Your Healthcare Decisions Are Burning Net Profits 

 March 21, 2018

healthcare decisions

What would you do if someone walked into your office, grabbed all of your petty cash, and started lighting $100 bills on fire? Ask them to stop? Tackle them? Have them arrested?

Whatever the response, I bet, it would be immediate and you’d ensure the unwanted guest doesn’t continue burning up cash. However, what happens when the perpetrator isn’t so obvious and the cash isn’t going up in smoke right before your eyes?

CFOs around the country are faced with this same dilemma every year. These CFOs have to try and add certainty and predictability to the bottom line. But they find themselves continuously battling shrinking profit margins, even during periods of increasing revenues.

 

The Answer Lies in the Balance Sheet

Somewhere there is cash burning up within the balance sheet. Still, finding who or what is behind this financial arson isn’t so obvious until you take a peek inside selling, general, and administrative (SG&A) expenses. It’s here where the perpetrator hides, slowly burning net profits.

The healthcare budget continues to spread like a wildfire. And now, most CFOs are now facing an all-out five-alarm blaze. However, it’s very clear why the fire continues to rage. Every year, organizations fail to realize they’re granting employees access to an unlimited company credit card. And that this credit card has few if any, effective controls to optimize its utilization.

Employees journey through the healthcare system swiping their medical ID card to make healthcare purchases. But your staff is making these purchases from suppliers who aren’t required to disclose cost and quality information. Employees who stay within network parameters can shop wherever they want and spend whatever they want. As a result, the healthcare budget continues to balloon.

Yet, every year the discussion between CFO and insurance broker is the same. Conversations aren’t focused on employee spending habits and those supplying the healthcare services. Rather, these discussions continue to revolve around those supplying the insurance coverage; those supplying the no-limit credit card.
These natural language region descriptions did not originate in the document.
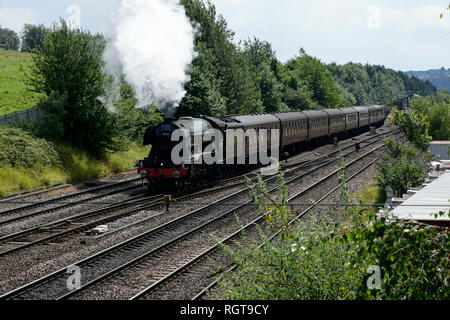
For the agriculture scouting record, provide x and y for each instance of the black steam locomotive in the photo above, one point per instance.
(295, 131)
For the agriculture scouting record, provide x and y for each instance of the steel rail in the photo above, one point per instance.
(142, 236)
(207, 253)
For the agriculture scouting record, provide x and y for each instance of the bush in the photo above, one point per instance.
(412, 259)
(415, 126)
(69, 66)
(321, 259)
(437, 112)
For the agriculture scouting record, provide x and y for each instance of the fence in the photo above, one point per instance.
(23, 115)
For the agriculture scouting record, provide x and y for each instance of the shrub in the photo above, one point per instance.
(412, 259)
(69, 66)
(19, 149)
(415, 126)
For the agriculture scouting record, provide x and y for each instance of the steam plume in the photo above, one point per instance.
(152, 45)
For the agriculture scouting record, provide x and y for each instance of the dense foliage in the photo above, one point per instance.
(415, 126)
(367, 256)
(412, 259)
(437, 112)
(14, 93)
(306, 72)
(369, 84)
(33, 37)
(68, 68)
(9, 40)
(402, 166)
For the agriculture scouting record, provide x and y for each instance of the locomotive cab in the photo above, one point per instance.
(158, 171)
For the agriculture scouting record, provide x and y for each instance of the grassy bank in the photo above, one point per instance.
(14, 95)
(28, 163)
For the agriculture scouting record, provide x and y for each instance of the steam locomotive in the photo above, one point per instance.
(285, 132)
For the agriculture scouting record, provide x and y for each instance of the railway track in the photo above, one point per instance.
(120, 257)
(83, 221)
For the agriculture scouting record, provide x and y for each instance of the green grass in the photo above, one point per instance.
(77, 166)
(80, 166)
(14, 93)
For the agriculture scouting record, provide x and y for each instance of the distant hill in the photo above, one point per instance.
(439, 77)
(14, 95)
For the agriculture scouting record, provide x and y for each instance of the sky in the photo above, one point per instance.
(402, 34)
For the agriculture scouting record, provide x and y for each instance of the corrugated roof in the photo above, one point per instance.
(432, 199)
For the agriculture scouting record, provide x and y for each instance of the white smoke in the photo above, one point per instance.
(152, 45)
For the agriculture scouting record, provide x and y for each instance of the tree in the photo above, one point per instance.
(230, 67)
(437, 111)
(9, 40)
(33, 37)
(69, 65)
(203, 90)
(263, 63)
(415, 126)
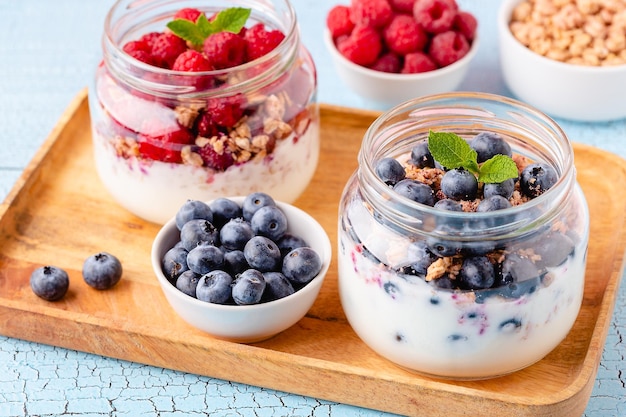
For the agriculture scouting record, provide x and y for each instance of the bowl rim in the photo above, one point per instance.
(505, 12)
(168, 228)
(423, 76)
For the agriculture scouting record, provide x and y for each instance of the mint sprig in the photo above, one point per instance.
(232, 19)
(451, 151)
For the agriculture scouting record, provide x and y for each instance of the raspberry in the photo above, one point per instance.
(338, 21)
(388, 62)
(260, 41)
(192, 61)
(403, 35)
(448, 47)
(140, 51)
(225, 50)
(188, 13)
(166, 49)
(402, 6)
(374, 13)
(165, 147)
(435, 16)
(362, 46)
(214, 159)
(149, 39)
(226, 111)
(466, 24)
(417, 62)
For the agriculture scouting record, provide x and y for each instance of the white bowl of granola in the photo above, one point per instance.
(578, 76)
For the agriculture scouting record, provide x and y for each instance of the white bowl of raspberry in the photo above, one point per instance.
(571, 65)
(196, 101)
(241, 269)
(390, 55)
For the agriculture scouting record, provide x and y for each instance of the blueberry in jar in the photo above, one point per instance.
(488, 145)
(102, 271)
(459, 184)
(416, 191)
(49, 282)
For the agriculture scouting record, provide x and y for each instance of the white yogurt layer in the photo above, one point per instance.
(155, 190)
(446, 333)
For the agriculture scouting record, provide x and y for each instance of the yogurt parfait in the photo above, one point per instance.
(195, 100)
(463, 237)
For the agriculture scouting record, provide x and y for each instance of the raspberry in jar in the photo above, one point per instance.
(197, 100)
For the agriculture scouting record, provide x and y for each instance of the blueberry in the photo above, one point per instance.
(420, 257)
(255, 201)
(459, 184)
(224, 209)
(193, 209)
(263, 254)
(174, 263)
(489, 144)
(214, 287)
(49, 282)
(416, 191)
(504, 189)
(276, 286)
(421, 156)
(493, 203)
(248, 288)
(269, 221)
(187, 282)
(390, 171)
(198, 231)
(301, 265)
(289, 242)
(235, 233)
(102, 271)
(235, 262)
(449, 205)
(553, 249)
(537, 179)
(476, 273)
(205, 258)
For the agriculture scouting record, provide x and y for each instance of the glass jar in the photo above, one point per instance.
(419, 315)
(162, 137)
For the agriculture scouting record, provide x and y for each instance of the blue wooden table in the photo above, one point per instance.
(48, 52)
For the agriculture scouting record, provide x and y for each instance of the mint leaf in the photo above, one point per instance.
(451, 151)
(497, 169)
(232, 19)
(187, 30)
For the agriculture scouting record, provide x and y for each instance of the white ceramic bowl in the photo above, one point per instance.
(251, 323)
(559, 89)
(392, 89)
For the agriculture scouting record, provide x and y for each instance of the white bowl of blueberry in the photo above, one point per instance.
(242, 269)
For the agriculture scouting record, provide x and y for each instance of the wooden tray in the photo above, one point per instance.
(59, 213)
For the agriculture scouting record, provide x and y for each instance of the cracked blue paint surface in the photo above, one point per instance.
(42, 67)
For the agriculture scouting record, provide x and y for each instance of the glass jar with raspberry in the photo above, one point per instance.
(197, 100)
(463, 236)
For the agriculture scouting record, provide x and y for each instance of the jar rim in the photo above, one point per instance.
(397, 120)
(113, 46)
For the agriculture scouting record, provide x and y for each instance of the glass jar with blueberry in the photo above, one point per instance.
(198, 100)
(463, 236)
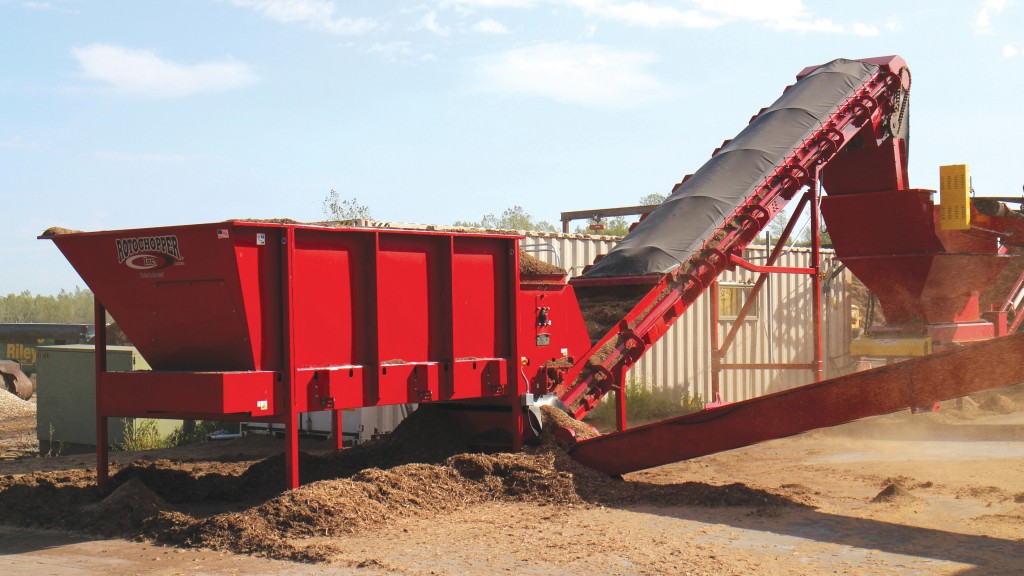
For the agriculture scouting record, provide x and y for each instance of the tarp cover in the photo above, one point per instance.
(680, 225)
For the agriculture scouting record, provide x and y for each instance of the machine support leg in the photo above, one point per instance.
(292, 451)
(337, 429)
(290, 372)
(819, 372)
(102, 447)
(621, 400)
(716, 357)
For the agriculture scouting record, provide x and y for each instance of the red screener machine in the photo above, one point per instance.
(258, 321)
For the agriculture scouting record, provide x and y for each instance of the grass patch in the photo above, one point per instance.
(644, 404)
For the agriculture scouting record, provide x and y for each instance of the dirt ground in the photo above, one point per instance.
(939, 493)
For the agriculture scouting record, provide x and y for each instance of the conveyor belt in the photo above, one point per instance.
(700, 205)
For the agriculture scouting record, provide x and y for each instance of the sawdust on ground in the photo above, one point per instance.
(841, 500)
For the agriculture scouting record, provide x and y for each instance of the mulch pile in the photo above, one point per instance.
(423, 468)
(531, 265)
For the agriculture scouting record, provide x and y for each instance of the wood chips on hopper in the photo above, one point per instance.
(421, 469)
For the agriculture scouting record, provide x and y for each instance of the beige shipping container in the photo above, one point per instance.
(778, 331)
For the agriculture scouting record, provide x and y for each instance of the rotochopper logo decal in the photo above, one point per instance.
(152, 252)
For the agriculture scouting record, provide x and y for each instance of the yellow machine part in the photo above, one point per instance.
(954, 197)
(866, 345)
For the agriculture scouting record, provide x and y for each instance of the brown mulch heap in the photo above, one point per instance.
(422, 468)
(531, 265)
(603, 306)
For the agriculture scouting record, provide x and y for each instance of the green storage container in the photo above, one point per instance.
(66, 396)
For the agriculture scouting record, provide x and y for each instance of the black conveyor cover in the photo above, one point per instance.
(680, 225)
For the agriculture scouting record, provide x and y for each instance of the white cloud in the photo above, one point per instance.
(17, 142)
(488, 26)
(398, 50)
(790, 15)
(582, 74)
(861, 29)
(983, 22)
(314, 13)
(430, 24)
(487, 3)
(143, 73)
(646, 14)
(141, 157)
(893, 26)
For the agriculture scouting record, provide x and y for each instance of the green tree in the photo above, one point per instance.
(612, 227)
(66, 306)
(512, 218)
(348, 209)
(617, 225)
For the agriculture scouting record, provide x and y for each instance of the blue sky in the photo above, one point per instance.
(128, 114)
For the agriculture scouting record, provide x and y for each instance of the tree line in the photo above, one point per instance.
(67, 306)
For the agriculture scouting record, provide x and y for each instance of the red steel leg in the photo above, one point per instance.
(99, 318)
(621, 400)
(292, 450)
(819, 371)
(338, 430)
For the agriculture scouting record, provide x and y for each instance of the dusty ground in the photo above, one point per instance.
(928, 494)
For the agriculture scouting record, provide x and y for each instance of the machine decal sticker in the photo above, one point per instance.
(151, 252)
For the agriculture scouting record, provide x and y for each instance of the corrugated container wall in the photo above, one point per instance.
(779, 331)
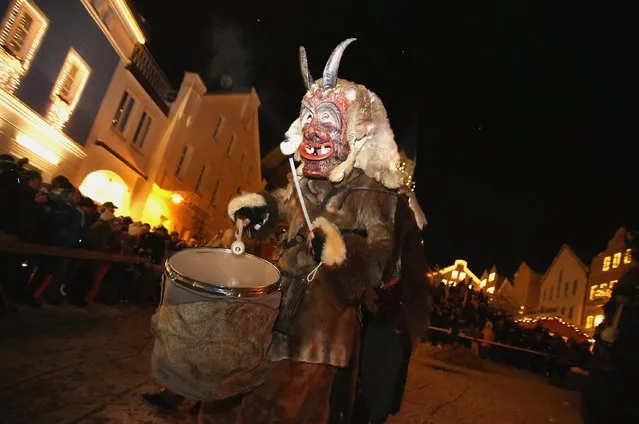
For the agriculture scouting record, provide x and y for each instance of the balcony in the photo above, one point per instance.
(150, 76)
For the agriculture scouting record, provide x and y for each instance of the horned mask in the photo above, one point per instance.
(342, 125)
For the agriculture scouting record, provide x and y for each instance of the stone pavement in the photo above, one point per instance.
(70, 365)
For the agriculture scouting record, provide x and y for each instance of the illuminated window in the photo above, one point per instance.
(22, 30)
(200, 179)
(602, 291)
(231, 146)
(185, 155)
(216, 191)
(616, 260)
(593, 290)
(242, 161)
(219, 126)
(123, 112)
(23, 27)
(142, 130)
(612, 285)
(68, 89)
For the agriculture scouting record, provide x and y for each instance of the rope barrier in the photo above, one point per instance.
(58, 252)
(474, 339)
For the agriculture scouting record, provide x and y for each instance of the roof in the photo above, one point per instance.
(572, 253)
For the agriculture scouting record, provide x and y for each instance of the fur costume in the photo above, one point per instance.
(352, 186)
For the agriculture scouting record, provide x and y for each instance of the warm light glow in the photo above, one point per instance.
(127, 16)
(159, 208)
(566, 323)
(37, 148)
(13, 68)
(107, 186)
(598, 320)
(10, 72)
(460, 263)
(606, 265)
(616, 260)
(61, 109)
(53, 140)
(627, 257)
(177, 198)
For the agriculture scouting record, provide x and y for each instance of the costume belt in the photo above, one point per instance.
(301, 236)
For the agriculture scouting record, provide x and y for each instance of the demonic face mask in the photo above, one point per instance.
(324, 144)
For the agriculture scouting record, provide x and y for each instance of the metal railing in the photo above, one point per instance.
(148, 69)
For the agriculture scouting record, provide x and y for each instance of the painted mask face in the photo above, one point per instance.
(323, 144)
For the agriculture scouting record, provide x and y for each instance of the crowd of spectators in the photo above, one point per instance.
(467, 312)
(58, 215)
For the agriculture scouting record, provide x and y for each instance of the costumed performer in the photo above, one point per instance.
(353, 185)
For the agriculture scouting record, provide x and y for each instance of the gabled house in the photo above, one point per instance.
(563, 286)
(607, 267)
(526, 287)
(492, 279)
(454, 274)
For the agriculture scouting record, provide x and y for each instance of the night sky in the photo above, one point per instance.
(523, 108)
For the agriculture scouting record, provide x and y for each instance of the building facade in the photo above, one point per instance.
(212, 154)
(457, 273)
(526, 288)
(491, 280)
(82, 96)
(55, 66)
(563, 286)
(607, 267)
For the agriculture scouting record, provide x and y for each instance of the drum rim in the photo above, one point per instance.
(206, 288)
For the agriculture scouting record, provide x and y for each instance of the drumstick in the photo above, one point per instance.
(238, 246)
(299, 194)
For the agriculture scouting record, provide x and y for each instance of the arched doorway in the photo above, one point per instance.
(107, 186)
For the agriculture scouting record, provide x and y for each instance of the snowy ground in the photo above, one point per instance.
(71, 365)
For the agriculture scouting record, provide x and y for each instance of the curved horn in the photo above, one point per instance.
(332, 66)
(306, 74)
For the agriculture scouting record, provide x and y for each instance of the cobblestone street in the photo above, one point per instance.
(70, 365)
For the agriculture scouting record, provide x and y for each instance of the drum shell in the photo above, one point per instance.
(209, 347)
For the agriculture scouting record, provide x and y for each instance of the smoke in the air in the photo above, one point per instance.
(230, 57)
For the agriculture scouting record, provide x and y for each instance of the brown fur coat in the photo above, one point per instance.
(325, 324)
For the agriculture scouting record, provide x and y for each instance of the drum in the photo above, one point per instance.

As a result, CFOs continue accepting “less bad” premium increases in the name of “well, that’s the best we can hope for.” But, the only certainty this brings is a fatter waistline for the healthcare budget. Hope is not a strategy.

Under this philosophy, the only way to reduce costs is to reduce the quality of the benefit through increased out-of-pocket expenses and premium contributions. Consequently, these decisions result in predictably bad outcomes and only throw more gas on the fire. Insurance isn’t the problem.

Medical ID card utilization is the problem. As my mastermind colleague, Bob Gearhart Jr, states, “You don’t bring an insurance solution to a supply chain problem.” Eliminating this financial fire from spreading requires a CFO to shift attention away from those supplying the insurance coverage to those supplying the healthcare services.

By healthcare services, I am talking about the hospital, outpatient facility, and medication purchases employees are making every day. Incorporating financial strategies to create efficiencies within the healthcare supply chain gives a CFO the opportunity to extinguish the flames and create newly-found EBITDA (Earnings before interests, taxes, depreciation, and amortization).

 

The Wrap

Stop negotiating with the health insurance suppliers and start negotiating with the healthcare suppliers. Instead of settling for the 6% rate increase, CFOs can measurably generate cost reductions, without having to sacrifice any benefit quality.

Ya see, when you focus your energy and attention on mitigating the financial waste produced by the healthcare supply chain, you create outcomes, smothering the fire engulfing SG&A and restoring the health of the bottom line.